Clinical outcomes of KRAS-mutant non-small cell lung cancer under untargeted therapeutic regimes in the real world: a retrospective observational study

Ming-Ming Wang; Yong Zhang; Shuo Wu; Si-Yuan Zhang; Hui-Liang Shan; Xue-Min Yang; Xi Xu; Li-Qiang Song; Shuo-Yao Qu

doi:10.21037/tlcr-23-449

Clinical outcomes of KRAS-mutant non-small cell lung cancer under untargeted therapeutic regimes in the real world: a retrospective observational study

Transl Lung Cancer Res. 2023 Oct 31;12(10):2030-2039. doi: 10.21037/tlcr-23-449. Epub 2023 Oct 27.

Authors

Ming-Ming Wang^#¹, Yong Zhang^#¹, Shuo Wu^#¹, Si-Yuan Zhang¹, Hui-Liang Shan¹, Xue-Min Yang¹, Xi Xu¹, Li-Qiang Song¹, Shuo-Yao Qu¹

Affiliation

¹ Department of Pulmonary and Critical Care Medicine, Xijing Hospital, Fourth Military Medical University, Xi'an, China.

^# Contributed equally.

Abstract

Background: Kirsten rat sarcoma viral oncogene homolog (KRAS) mutation seemingly suffered less effective therapeutic regimens in the absence of widely-accepted targeted drugs compared with other mutation types in non-small cell lung cancer (NSCLC). However, whether these non-selective therapy schedules for KRAS mutation matters is still under debate. Correspondingly, we aimed to compare the long term expectancy of indicated therapeutic regimes and further explore the optimal schemes of KRAS mutated NSCLC in the absence of targeted drugs in this retrospective study cohort.

Methods: We conducted a single-center retrospective analysis among 66 patients diagnosed with KRAS-mutant advanced NSCLC from November 2018 to December 2020. These enrolled cases were divided into different subgroups in light of mutant isotypes, pathological characteristics, and therapeutic regimes to uncover indicated long-term survival benefits. Additionally, clinical outcomes of treatment schedules and interventional lines to KRAS-mutant NSCLC were described in detail.

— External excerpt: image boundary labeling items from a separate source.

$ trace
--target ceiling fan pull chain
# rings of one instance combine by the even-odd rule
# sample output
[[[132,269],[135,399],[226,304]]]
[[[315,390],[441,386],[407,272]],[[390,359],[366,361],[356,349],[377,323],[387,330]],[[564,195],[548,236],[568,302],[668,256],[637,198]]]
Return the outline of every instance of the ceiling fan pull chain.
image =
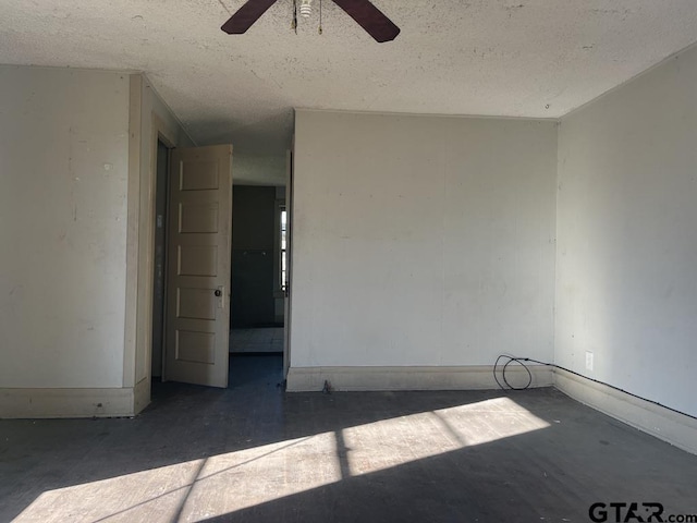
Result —
[[[322,0],[319,0],[319,34],[322,34]]]

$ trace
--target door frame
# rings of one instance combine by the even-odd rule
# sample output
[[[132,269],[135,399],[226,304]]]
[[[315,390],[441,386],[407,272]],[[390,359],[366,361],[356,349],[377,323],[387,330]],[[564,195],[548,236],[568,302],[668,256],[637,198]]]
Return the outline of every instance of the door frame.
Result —
[[[139,77],[136,77],[142,80]],[[139,90],[139,89],[138,89]],[[134,100],[132,90],[132,121],[142,110],[142,98],[137,96]],[[150,403],[150,387],[152,381],[152,295],[155,287],[155,227],[156,227],[156,195],[157,195],[157,144],[162,142],[168,149],[176,147],[178,132],[175,127],[162,118],[155,110],[150,112],[149,118],[137,118],[140,121],[139,129],[132,130],[130,136],[130,157],[137,165],[132,166],[134,172],[138,173],[138,179],[129,180],[129,199],[135,199],[137,206],[132,210],[129,205],[129,212],[137,212],[135,217],[129,217],[129,234],[137,234],[136,245],[137,252],[129,251],[126,266],[136,266],[135,275],[132,275],[132,287],[130,289],[135,294],[135,300],[129,299],[126,292],[126,311],[130,304],[135,306],[127,314],[130,317],[135,315],[135,357],[130,368],[124,368],[132,373],[131,379],[134,381],[134,413],[137,414]],[[149,124],[149,125],[148,125]],[[149,133],[148,129],[149,127]],[[149,149],[149,150],[143,150]],[[134,177],[135,178],[135,177]],[[161,188],[161,187],[160,187]],[[164,187],[166,188],[166,187]],[[131,226],[131,223],[134,223]],[[166,220],[167,227],[167,220]],[[135,258],[135,259],[134,259]],[[167,266],[166,266],[167,271]],[[167,292],[167,291],[166,291]],[[126,328],[126,337],[129,336]],[[126,343],[129,342],[126,338]],[[124,354],[124,362],[129,357]],[[126,376],[124,376],[124,381]]]

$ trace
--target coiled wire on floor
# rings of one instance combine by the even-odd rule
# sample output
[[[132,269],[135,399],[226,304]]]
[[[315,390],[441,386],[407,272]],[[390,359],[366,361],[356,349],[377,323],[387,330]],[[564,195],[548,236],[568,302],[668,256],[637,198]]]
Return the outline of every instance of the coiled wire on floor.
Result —
[[[508,361],[502,364],[501,360],[504,360],[504,358],[508,358]],[[493,364],[493,379],[497,380],[497,385],[502,389],[511,389],[511,390],[525,390],[529,388],[530,385],[533,385],[533,373],[530,373],[530,369],[527,368],[527,365],[525,365],[525,363],[523,362],[534,362],[542,365],[549,365],[548,363],[537,362],[535,360],[530,360],[529,357],[516,357],[510,354],[500,354],[499,357],[497,357],[496,363]],[[509,369],[509,366],[512,364],[517,364],[522,366],[527,373],[527,384],[525,384],[523,387],[515,387],[511,385],[511,382],[505,376],[505,373]],[[500,372],[499,372],[499,367],[501,367]],[[503,384],[499,379],[499,374],[501,375],[501,380],[503,380]]]

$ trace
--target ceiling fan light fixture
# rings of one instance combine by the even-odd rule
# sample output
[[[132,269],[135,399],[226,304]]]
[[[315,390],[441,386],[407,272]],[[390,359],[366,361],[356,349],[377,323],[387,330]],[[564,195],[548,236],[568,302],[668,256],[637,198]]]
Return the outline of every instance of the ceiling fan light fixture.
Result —
[[[309,19],[313,14],[313,0],[301,0],[301,16]]]

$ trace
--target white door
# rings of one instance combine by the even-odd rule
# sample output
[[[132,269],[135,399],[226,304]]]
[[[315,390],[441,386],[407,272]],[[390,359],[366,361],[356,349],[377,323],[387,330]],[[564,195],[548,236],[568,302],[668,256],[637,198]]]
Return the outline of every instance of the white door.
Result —
[[[232,146],[170,160],[164,379],[228,387]]]

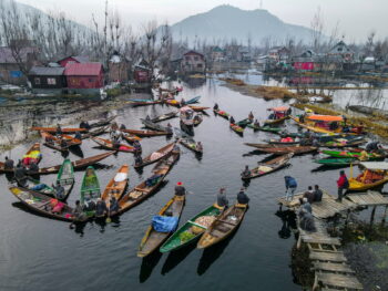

Results: This cohort enrolled 8 patients with stage IIIB (12.1%) and 58 patients with stage IV (87.9%) with the median age 62 years, ranging from 32 to 91 years old. Genetically, G12C conducted as the most common KRAS mutation type, accounting for 30.3%. Pemetrexed combined with platinum chemotherapy seemed to be a priority (72.7%), and chemotherapy combined with immunotherapy became an alternative (15.2%) in clinic. Performing further analysis of long-term survival of patients receiving different treatment methods indicated that the median overall survival (mOS) in first-line therapy with antiangiogenesis or untreated was 13 and 12 months, respectively (P=0.79). In the first-line regimen, median survival was 17 months for patients who received combined immune checkpoint inhibitors and 12 months for those who did not (P=0.34). The mOS was 20 months for those who had used immune checkpoint inhibitors and 12 months for those who had not (P=0.11). Survival analysis results of NSCLC patients with different KRAS mutation types showed the median survival time of patients with G12C mutation type and patients without with nonG12C mutation type was 19 and 12 months, respectively (P=0.37).

Conclusions: In the absence of KRAS targeted drugs, available treatment plans failed to benefit KRAS mutant sufferers regardless of isotypes, making the KRAS-targeted drugs urgent.

Keywords: Kirsten rat sarcoma viral oncogene homolog (KRAS); Non-small cell lung cancer (NSCLC); long-term outcomes; real-world study; therapeutic regimes.